Essy Amara, Banny et KKB croient fortement en leurs chances de succéder à Alassane Ouattara. (Photo d’archives)
Un dossier de candidature déposé sur la table de Bédié ; un local impressionnant tenant lieu de Qg ; le soutien « d’éminentes personnalités » du Pdci (selon le mot de son porte-parole, Kramo Kouassi).
Des signaux s’accumulent, qui achèvent de convaincre ceux qui pourraient encore en douter, qu’Essy Amara entend bien être candidat à la prochaine élection présidentielle. De toute évidence, ce diplomate chevronné compte aller jusqu’au bout de son projet, quand bien même il aurait rencontré le président de son parti, le lundi 16 février 2015, à Daoukro. Et à juste titre, pourrait-on dire.
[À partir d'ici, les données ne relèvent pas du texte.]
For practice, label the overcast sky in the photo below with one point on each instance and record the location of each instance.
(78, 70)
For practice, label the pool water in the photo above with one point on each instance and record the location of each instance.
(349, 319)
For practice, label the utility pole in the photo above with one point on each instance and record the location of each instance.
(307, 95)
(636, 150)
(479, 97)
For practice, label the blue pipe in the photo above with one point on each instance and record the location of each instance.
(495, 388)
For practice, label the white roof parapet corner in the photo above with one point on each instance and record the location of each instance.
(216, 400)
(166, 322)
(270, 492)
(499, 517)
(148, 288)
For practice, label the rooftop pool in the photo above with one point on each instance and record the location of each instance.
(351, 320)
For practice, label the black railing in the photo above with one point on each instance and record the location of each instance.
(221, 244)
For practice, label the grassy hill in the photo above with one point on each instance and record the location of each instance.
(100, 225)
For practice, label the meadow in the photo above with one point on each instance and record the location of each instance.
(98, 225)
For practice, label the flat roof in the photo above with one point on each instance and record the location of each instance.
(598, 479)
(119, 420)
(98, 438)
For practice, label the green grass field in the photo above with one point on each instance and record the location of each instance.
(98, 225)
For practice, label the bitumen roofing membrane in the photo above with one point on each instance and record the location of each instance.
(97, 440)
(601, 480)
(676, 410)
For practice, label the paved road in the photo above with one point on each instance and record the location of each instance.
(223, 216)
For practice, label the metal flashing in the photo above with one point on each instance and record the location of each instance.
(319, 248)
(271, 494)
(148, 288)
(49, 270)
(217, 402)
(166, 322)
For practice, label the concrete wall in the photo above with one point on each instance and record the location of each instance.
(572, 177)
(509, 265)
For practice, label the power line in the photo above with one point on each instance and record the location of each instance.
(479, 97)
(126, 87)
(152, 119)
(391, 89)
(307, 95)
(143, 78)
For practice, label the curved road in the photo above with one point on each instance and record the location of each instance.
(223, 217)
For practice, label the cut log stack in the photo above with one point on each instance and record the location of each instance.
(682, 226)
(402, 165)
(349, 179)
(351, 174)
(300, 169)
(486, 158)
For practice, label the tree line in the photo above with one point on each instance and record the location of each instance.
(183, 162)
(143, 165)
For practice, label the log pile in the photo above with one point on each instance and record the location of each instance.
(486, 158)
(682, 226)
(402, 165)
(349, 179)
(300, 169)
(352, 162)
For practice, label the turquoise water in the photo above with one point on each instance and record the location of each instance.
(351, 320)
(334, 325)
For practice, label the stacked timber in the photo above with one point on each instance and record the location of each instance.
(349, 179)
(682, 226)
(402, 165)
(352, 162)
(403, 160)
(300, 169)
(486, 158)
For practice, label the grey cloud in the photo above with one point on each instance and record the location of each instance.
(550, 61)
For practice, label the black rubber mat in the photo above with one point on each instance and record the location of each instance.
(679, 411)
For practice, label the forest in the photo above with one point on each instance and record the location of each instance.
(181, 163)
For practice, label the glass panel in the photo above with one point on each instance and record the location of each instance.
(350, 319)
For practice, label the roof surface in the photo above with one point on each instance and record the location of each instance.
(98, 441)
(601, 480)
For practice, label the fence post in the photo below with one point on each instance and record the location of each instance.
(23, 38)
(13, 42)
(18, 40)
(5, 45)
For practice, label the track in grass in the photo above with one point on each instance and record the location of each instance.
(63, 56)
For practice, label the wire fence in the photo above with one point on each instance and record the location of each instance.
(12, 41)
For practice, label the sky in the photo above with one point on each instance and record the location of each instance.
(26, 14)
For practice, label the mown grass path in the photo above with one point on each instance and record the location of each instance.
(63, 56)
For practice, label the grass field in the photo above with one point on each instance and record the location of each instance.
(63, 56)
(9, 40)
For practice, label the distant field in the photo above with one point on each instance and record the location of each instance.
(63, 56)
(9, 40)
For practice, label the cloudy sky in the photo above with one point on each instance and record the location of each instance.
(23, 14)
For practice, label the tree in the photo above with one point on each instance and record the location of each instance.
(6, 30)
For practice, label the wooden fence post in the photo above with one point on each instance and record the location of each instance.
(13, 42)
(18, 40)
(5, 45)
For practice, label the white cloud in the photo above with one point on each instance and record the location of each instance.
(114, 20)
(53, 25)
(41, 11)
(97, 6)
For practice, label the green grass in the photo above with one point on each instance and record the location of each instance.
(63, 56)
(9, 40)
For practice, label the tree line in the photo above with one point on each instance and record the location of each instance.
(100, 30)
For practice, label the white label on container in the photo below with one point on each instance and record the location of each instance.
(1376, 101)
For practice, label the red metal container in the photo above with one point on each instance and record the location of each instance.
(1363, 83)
C’est que le projet de l’ex-président de la Commission de l’Union africaine (Ua) bénéficierait d’un soutien appuyé à l’extérieur, du moins si l’on en croit ses partisans. Des sources bien introduites dans son état-major font état de ce que l’intention de candidature d’Essy Amara serait bien accueillie dans le milieu diplomatique où celui-ci s’est tissé un entregent de qualité. Le diplomate aurait la faveur de bien des chancelleries qui verraient en lui l’homme à même de récoller les morceaux du tissu social déchiré en Côte d’Ivoire. Il jouirait également d’une opinion favorable dans le cercle des décideurs français. Les partisans de l’ex-ministre des Affaires étrangères rapportent qu’il aurait les faveurs des pronostics à l’Elysée où il serait perçu comme la meilleure alternative à Alassane Ouattara. Il aurait été reçu par des personnalités du régime socialiste, qui l’auraient assuré de leur bénédiction dans le cadre de son projet d’être candidat à l’élection présidentielle. Toutes choses qui, ajoutées à ses appuis internes au Pdci, font dire à l’entourage d’Essy Amara que la page Ouattara est déjà tournée.
En effet, fort de ces soutiens extérieurs dont ils assurent bénéficier, des partisans du diplomate croient dur comme fer qu’il est un challenger sérieux pour le président sortant. Et d’ajouter que c’est d’ailleurs pour l’avoir compris, que Henri Konan Bédié a entrepris de négocier avec lui et les autres candidats dissidents, en créant un comité de médiation piloté par l’ex-ministre Lambert Konan Kouassi. Selon le porte-parole du Pdci, Kobena Adjoumani, ce comité de médiation devra s’employer à amener ces trois têtes fortes du Pdci à renoncer à leurs intentions de défendre les couleurs de leur parti au scrutin présidentiel. Et ce ne sera pas une sinécure. D’autant que, tout comme Essy Amara, Charles Konan Banny et Bertin Kouadio Konan dit KKB croient fortement en leurs chances d’être adoubés par la majorité des militants Pdci, et partant de succéder à Alassane Ouattara.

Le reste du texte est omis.